The Trust Law Reform is the first major change to the Trustee Ordinance (Cap. 29) and the Perpetuities and Accumulations Ordinance (Cap. 257) since 1934, and will bring Hong Kong more into line with other common law jurisdictions such as the United Kingdom and Singapore.

Summary of key changes

The key changes include:

  • Imposing a statutory duty of care on trustees (although this duty may be excluded by the trust instrument).
  • A prohibition against a professional trustee excluding their liability for wilful misconduct or gross negligence.
  • A new right for beneficiaries to remove and appoint new trustees without reference to the court.
  • Statutory rights for settlors to reserve investment powers to themselves in the trust instrument.
  • The introduction of anti-foreign forced inheritance provisions, to avoid the possible claw-back of trust assets under foreign succession laws.
  • The abolition of the rule against perpetuity and the rule against excessive accumulations of income, which will allow a Hong Kong trust to last for an unlimited period of time.

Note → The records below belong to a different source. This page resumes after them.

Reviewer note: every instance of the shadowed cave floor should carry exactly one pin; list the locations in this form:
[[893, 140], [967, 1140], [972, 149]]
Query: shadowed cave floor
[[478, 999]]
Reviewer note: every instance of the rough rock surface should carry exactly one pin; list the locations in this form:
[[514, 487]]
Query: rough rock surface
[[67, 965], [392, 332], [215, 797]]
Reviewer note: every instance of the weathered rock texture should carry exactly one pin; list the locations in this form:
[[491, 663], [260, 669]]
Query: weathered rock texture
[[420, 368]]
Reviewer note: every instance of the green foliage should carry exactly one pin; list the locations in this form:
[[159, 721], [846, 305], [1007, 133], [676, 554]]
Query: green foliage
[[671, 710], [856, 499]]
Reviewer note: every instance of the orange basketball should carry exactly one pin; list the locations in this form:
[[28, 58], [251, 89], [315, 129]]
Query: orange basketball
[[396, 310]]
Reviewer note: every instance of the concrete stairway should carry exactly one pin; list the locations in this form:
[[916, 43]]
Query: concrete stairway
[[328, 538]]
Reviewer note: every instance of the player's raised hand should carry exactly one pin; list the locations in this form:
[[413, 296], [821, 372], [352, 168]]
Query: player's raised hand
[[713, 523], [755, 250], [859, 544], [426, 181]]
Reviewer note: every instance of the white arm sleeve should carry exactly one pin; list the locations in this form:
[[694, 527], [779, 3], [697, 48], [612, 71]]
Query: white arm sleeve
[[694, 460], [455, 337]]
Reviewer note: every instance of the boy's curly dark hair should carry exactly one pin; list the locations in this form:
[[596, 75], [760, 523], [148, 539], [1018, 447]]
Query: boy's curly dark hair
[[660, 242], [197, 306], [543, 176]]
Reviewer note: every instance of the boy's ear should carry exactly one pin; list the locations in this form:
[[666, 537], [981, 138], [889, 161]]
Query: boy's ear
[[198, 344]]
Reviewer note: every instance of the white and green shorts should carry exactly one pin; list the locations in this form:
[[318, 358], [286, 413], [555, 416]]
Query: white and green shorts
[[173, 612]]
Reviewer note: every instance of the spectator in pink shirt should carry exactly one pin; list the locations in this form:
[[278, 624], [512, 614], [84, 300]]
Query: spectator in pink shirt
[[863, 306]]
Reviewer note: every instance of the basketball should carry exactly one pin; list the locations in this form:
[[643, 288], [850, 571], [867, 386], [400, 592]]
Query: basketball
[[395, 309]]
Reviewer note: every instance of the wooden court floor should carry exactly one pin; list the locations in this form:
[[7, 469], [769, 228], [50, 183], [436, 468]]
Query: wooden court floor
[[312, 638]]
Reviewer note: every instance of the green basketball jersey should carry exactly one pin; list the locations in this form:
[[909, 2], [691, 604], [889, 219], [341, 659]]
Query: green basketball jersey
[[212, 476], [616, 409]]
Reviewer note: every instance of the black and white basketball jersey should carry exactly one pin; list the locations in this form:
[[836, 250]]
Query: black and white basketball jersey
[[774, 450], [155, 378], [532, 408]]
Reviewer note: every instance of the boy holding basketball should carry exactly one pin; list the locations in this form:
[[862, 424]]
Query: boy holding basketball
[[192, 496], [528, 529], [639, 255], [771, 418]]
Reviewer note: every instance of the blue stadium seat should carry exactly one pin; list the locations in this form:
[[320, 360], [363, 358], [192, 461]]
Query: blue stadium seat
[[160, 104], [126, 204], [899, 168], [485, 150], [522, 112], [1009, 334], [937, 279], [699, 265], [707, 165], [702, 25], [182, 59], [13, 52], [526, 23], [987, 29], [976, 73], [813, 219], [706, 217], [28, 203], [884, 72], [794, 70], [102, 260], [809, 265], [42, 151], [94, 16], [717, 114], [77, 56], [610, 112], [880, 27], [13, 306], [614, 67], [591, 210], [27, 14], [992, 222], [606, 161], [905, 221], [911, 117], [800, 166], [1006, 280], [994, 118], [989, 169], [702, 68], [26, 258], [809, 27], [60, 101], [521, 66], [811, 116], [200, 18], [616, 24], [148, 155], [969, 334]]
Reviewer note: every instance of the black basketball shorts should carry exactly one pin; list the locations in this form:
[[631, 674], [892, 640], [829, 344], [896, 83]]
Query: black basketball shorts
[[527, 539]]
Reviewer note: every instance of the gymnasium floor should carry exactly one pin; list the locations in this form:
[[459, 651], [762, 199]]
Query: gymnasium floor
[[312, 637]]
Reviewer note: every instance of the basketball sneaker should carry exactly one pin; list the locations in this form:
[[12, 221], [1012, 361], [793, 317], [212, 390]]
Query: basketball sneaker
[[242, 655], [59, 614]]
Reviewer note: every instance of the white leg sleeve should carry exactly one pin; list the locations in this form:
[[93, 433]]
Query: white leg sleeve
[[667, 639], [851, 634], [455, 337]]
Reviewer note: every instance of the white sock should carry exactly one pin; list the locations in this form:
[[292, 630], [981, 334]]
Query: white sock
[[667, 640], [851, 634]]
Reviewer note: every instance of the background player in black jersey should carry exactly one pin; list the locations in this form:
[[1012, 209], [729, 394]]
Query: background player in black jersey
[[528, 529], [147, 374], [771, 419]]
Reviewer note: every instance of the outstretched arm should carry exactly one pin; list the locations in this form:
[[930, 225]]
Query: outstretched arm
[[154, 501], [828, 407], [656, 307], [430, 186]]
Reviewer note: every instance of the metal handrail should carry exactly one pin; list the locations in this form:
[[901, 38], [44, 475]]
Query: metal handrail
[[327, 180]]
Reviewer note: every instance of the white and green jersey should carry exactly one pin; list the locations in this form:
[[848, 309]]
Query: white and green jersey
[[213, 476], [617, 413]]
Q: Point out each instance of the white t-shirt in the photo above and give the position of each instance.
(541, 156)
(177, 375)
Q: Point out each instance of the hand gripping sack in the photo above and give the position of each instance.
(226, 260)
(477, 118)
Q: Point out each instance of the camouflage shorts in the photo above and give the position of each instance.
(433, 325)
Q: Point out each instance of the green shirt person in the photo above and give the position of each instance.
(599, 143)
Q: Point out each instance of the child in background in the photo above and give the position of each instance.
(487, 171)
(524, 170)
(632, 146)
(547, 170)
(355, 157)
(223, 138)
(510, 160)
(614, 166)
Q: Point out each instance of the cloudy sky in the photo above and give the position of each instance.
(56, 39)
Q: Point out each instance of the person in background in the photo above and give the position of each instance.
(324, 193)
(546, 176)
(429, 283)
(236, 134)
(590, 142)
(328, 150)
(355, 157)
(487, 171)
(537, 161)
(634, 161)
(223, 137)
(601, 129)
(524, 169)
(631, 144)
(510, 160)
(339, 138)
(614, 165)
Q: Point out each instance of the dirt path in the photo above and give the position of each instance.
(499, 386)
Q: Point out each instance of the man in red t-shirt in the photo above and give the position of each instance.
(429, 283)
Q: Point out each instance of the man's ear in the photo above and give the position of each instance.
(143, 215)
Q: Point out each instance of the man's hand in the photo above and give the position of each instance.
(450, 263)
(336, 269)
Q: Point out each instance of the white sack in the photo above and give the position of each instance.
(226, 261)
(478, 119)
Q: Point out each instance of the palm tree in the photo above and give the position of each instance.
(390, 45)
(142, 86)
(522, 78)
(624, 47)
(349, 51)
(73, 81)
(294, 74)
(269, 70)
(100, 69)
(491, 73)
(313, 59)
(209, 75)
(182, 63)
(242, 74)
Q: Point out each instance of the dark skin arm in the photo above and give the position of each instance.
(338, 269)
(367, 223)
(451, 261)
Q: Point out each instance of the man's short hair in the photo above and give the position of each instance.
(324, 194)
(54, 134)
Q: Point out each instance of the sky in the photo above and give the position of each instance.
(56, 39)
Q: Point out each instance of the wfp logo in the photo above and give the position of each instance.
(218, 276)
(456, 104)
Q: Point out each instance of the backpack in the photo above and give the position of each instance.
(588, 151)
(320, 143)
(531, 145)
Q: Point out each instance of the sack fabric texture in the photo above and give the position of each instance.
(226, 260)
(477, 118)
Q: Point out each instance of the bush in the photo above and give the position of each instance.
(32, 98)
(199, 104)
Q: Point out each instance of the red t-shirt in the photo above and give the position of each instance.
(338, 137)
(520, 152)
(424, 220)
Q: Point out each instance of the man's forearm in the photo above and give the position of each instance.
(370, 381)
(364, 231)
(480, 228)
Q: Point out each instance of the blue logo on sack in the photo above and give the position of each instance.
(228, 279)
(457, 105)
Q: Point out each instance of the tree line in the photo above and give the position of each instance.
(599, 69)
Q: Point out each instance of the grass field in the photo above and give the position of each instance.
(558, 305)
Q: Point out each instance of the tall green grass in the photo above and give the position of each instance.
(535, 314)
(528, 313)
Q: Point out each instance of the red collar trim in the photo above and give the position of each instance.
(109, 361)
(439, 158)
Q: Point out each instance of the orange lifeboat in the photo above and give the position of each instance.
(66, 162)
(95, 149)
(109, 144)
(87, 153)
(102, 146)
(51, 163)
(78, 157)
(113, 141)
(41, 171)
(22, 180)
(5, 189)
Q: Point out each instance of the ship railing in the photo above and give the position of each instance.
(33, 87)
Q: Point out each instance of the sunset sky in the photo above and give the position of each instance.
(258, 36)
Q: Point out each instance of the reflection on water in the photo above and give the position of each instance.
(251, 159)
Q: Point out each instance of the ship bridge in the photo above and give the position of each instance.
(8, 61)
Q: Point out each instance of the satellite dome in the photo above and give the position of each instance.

The enhancement of trustee’s deemed powers including:

  • The power to appoint agents to perform most of their trustee functions (save for those which are considered to be the core or essence of a trustee’s duties and responsibilities) subject to statutory safeguards on such appointment;
  • An extended power to insure trust property against the risk of loss or damage up to its market value or full replacement value; 
  • Statutory right for professional trustees to receive reasonable remuneration; and
  • A relaxation of the rules on authorised investments giving trustees more flexibility and choices in the investment of trust property.

Limited opt outs from the statutory provisions are permitted, generally by making express provision under the trust instrument.

What you need to do

  • Review and, where necessary, amend your existing trust deeds to ensure that settlors, trustees and beneficiaries receive the intended benefits and protection from the Trust Law Reform and that this does not result in any unintended consequences.
  • Consider excluding the impact of the Trust Law Reform where relevant and where permitted.
  • Update your compliance procedures.